Just look at their cherry picks in this discord... https://discord.com/invite/pxewcvSvNx .
It's overfitted on images with copyright (afghan girl) and doesn't show more "compositional power" at all most of the time ignoring half of the prompt.
> as an experienced user you should know that's it's not one shot
Being "not one shot" for most nontrivial prompts is a failure of current t2i models, its what they all strive for and its what DF supposedly does a lot better. And, while its possible to spin things pretty hard when people can't bang on it themselves, I think the indication is that it is, in fact, a major leap forward from the best current consumer-available t2i models (it looks pretty comparable to Google Imagen – a little bit worse benchmark scores – which is unsurprising since it seems to be an implementation of exactly the architecture described in Google's Imagen paper.
> It’s overfitted on images with copyright (afghan girl)
It’s…not, though.
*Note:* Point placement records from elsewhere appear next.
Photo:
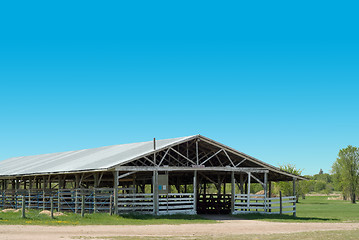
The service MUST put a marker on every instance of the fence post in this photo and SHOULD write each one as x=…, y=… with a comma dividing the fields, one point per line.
x=111, y=196
x=94, y=200
x=82, y=205
x=52, y=206
x=280, y=202
x=295, y=197
x=23, y=207
x=58, y=201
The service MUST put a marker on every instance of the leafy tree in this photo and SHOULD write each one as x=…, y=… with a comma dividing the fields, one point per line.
x=287, y=187
x=346, y=171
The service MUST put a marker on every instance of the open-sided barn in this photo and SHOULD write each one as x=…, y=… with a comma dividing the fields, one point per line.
x=160, y=177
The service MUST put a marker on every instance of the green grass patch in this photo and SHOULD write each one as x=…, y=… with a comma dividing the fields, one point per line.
x=315, y=209
x=33, y=217
x=320, y=235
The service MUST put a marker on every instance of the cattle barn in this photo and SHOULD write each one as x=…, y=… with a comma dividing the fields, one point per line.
x=190, y=175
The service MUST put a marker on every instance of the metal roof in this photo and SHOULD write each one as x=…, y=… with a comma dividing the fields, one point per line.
x=101, y=158
x=104, y=158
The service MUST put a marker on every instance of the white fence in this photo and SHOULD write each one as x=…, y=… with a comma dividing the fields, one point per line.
x=254, y=203
x=135, y=202
x=174, y=203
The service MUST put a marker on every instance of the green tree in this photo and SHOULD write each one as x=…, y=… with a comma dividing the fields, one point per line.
x=346, y=171
x=287, y=187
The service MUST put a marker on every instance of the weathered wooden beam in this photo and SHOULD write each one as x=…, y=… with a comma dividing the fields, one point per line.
x=159, y=168
x=202, y=163
x=125, y=174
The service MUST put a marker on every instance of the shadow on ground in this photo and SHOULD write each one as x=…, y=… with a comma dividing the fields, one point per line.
x=281, y=217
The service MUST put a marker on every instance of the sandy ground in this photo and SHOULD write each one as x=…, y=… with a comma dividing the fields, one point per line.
x=223, y=227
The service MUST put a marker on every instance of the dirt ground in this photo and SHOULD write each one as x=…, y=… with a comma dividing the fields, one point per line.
x=223, y=227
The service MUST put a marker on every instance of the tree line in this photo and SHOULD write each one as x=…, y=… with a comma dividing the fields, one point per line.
x=343, y=178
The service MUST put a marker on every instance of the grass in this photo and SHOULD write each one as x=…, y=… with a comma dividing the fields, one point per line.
x=34, y=218
x=320, y=235
x=315, y=209
x=312, y=209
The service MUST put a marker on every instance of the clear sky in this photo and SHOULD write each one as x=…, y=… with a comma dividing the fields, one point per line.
x=276, y=80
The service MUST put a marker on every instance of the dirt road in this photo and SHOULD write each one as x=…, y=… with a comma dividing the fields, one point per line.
x=223, y=227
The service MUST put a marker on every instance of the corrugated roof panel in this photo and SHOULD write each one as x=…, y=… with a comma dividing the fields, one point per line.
x=82, y=160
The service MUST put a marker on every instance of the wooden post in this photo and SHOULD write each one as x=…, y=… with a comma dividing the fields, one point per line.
x=195, y=192
x=52, y=207
x=295, y=198
x=77, y=183
x=248, y=191
x=94, y=192
x=265, y=191
x=30, y=188
x=280, y=203
x=232, y=191
x=270, y=195
x=14, y=186
x=115, y=191
x=111, y=197
x=43, y=193
x=23, y=207
x=83, y=205
x=155, y=192
x=59, y=194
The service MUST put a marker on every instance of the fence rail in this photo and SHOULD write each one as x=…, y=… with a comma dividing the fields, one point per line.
x=260, y=204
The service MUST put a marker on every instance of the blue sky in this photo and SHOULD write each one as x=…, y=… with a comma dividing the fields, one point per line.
x=276, y=80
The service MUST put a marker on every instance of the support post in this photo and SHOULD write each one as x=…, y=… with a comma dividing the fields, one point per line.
x=248, y=191
x=82, y=205
x=270, y=195
x=23, y=207
x=155, y=192
x=52, y=207
x=77, y=183
x=115, y=191
x=233, y=191
x=59, y=194
x=265, y=192
x=197, y=158
x=111, y=197
x=30, y=188
x=195, y=192
x=295, y=198
x=94, y=192
x=280, y=203
x=43, y=193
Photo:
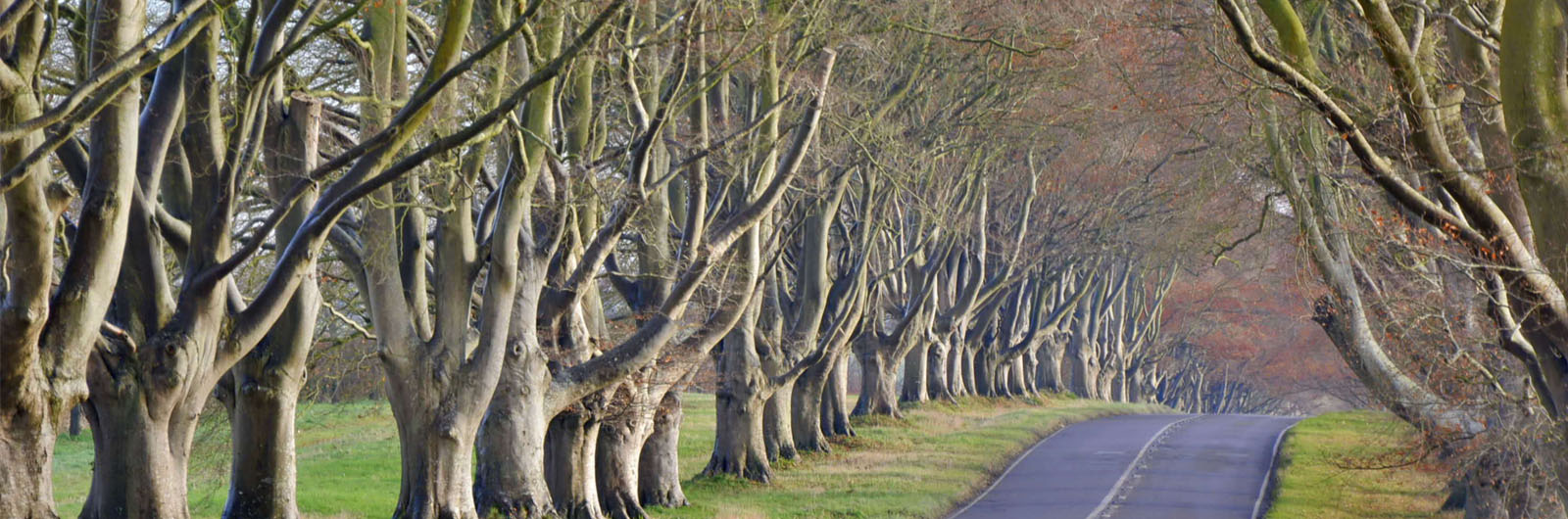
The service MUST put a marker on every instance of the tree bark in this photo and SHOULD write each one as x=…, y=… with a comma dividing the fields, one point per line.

Sure, the picture with a prompt which is suggestive of that (down to even specifying the same film type) gives off a vibe that completely feels, if you haven’t recently looked at the famous picture but are familiar with it, like a “cleaned up” version of that picture, so you might intuitively feel its from overfitting, that it is basically reproducing the original image with slight variations.
Look at the two pictures side-by-side and there is basically nothing similar about them except exactly the things specified in the prompt, and pretty much every aspect of the way that those elements of the prompt is interpreted in the DF image is unlike the other image.
It's not a major leap not even a small one because it's exactly like imagen. It's stability giving some Ukrainian refugees compute time to train "their" model for publicity. It's about the whom and not what as it should be.
I "feel" nothing I am telling it how it is. Look at the afghan girl example again it. Close up portrait, same clothing, same comp, expressive eyes... and most important burn in like every other overfitted image in diffusion networks.
You guys all want it to be something special and I get it, new content, new shiny toy but it's neither a good architecture nor a good implementation.
> It’s not a major leap not even a small one because it’s exactly like imagen.
I would agree, if imagen was a “consumer-available t2i model”. What’s available is a research paper with demo images from Google. The model itself is locked up inside Google, notionally because they haven’t solved filtering issues with it.
> Look at the afghan girl example again it. Close up portrait, same clothing, same comp, expressive eyes…
You look at it again, literally none of those things are the same: its not the same clothing (the material and color of the head scarf is different, the headscarf is the only visible clothing in the DF image, whereas that is not the case in the famous image), the condition of the head scarf is different, the hair color is different, the hair style is different, the hair texture is different, the face shape is different, the individual facial features are different, the eye color is much more brown in the DF image, the facial expression is different, the DF image has lipstick and eyeshadow, the famous image has a dirty face and no makeup, the headscarf is worn differently in the two images, the background is different, the lighting is different, and the faces are framed differently.
The similarities are (1) its a close up portrait, (2) a general ethnic similarity, and (3) they are both wearing a red (though very different red) head scarf, (4) and they are both looking straight into the camera. (2)-(4) are explicitly prompted, (1) is strongly implied in the prompt addressing nothing that isn’t related to the face/head. This isn’t “overfitting on a copyright image” its getting what you prompt, with no other similarity to the existing image.
> You guys all want it to be something special and I get it,
I’m actually kind of annoyed, because I’ve been collecting tooling, checkpoints, and other support for, and spending quite a bit of time getting proficient in dealing with the quirks of, Stable Diffusion. But, that’s life.
> it’s neither a good architecture nor a good implementation.
I’d be interested in hearing your specific criticism of the architecture and implementation, but hopefully its more grounded in fact than your criticism of the one image...
0/16 images have a red cube on a green sphere.